Disney chairman-CEO Bob Iger was blunt in laying out the rationale for the $52.4 billion deal with investors on Thursday. Disney needs to enhance its ability to reach consumers directly with programming and channels to guard against further declines in the current pay TV eco-system.

Building up direct-to-consumer offerings “is vital to the future our of media business and its our highest priority,” Iger told investors during a conference call held an hour after Disney and Fox unveiled the acquisition pact.

During a later call with reporters, Iger emphasized the importance of adding Fox’s production capabilities as it ramps up content production for its OTT offerings. Disney earlier this year announced plans for a standalone sports streaming service to launch in 2018 and an entertainment-focused option in 2019.

“We’ll be able to expand our franchise-creation capabilities…in addition to gaining access to more high-quality content,” he said.

With consumers flocking to on-demand and streaming options, Disney needs to make sure it has the pipelines in place to prepare for the future. Disney intends to keep its channels distributed in the MVPD arena. But if the marketplace shifts, “we’d be well-positioned to in effect flip a switch and distribute programs and channels direct-to-consumer through the platforms we’ve created,” he said.

Iger was pressed by analysts about management plans for the enlarged Disney film and TV operation but he avoided any specifics. Iger pointed to Disney’s track record of trying to maintain the culture and leadership of companies that it has acquired, notably Pixar, Marvel and LucasFilm.

“We have not only respected the culture of those organizations but respected and appreciated the talent that came with those acquisitions,” Iger said. 

Disney has said it expects to realize $2 billion in cost savings within two years of the deal’s closing. Iger would not talk specifics of Disney’s vision for integrating the 20th Century Fox studio operation with Disney’s existing film and TV divisions. The lack of details so far on the long-term plans is creating much anxiety on the Fox lot.

“We’re just going to embark on our integration plans (after which there will be) clarity on what the organization will look like,” Iger said. “We’re going to take some time and look at it carefully.”

Iger did express his support for continuing to produce the prestige, adult-oriented movies that have been a much bigger part of the mix at 20th Century Fox and Fox Searchlight than at Disney’s studio in recent years. He said he’s been impressed with the output of Fox Searchlight and Fox 21 in recent years. But he would not commit to whether those brands would continue to function as distinct labels under the Disney umbrella.


“We love the movie business. It’s been incredibly profitable for us,” Iger said during the call with reporters. “We like being in the business of making quality movies.

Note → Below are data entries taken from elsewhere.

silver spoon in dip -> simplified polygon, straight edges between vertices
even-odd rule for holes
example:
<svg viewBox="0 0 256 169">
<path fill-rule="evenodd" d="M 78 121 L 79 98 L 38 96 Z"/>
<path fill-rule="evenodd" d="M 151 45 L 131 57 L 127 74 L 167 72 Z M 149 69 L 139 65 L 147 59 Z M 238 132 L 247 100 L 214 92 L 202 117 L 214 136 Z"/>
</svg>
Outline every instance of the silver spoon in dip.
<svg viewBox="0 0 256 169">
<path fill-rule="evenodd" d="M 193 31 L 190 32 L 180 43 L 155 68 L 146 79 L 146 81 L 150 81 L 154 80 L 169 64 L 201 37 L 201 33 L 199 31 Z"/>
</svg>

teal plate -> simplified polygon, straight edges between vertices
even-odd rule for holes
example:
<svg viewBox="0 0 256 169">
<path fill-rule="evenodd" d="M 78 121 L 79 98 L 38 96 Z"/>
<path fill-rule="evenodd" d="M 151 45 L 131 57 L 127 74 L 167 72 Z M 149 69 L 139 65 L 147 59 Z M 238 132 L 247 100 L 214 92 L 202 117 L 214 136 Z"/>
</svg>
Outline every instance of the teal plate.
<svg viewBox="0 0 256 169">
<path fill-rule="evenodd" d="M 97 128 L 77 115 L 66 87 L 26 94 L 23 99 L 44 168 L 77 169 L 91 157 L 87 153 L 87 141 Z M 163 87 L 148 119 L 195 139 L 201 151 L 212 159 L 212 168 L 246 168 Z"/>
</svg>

We fully intend to stay in those businesses.”

Iger was also questioned about how Fox’s edgier film and TV productions would fit with Disney’s family-friendly brand image. Iger pointed to Hulu as a prime outlet for Fox fare that would not be a fit with the Disney-branded service coming in 2019.

Moreover, Disney already has track record of “managing brands in a compartmentalized way,” hIger said. “We’re in the business of managing brands that are very different in nature. Marvel is certainly far afield from Disney.” Iger pointed to FX in particular as “a strong consumer brand. We fully intend to enhance that.”

Earlier, in an interview with ABC’s “Good Morning America,” Iger was asked specifically about the future of 21st Century Fox CEO James Murdoch, who is rumored to be seeking a high-level role at Disney.

“James and I will be talking over the next number of months,” Iger said. “We’ll be discussing whether there’s a role for him at this company.”

As part of the Fox transaction, Iger extended his contract as chairman-CEO for another two years, in order to be the steady hand on the tiller as the Fox assets are integrated into Disney, assuming the deal passes muster with federal regulators.

Iger had previously said that he was committed to stepping down at the end of his most recent extension, through mid-2019. But spearheading the biggest acquisition in Disney’s nearly 100-year history required him to stick around. It came at the request of the Disney board as well as that of 21st Century Fox.

“I’ve got one of the great jobs in the world,” Iger told “GMA.” “This combination makes it more exciting.”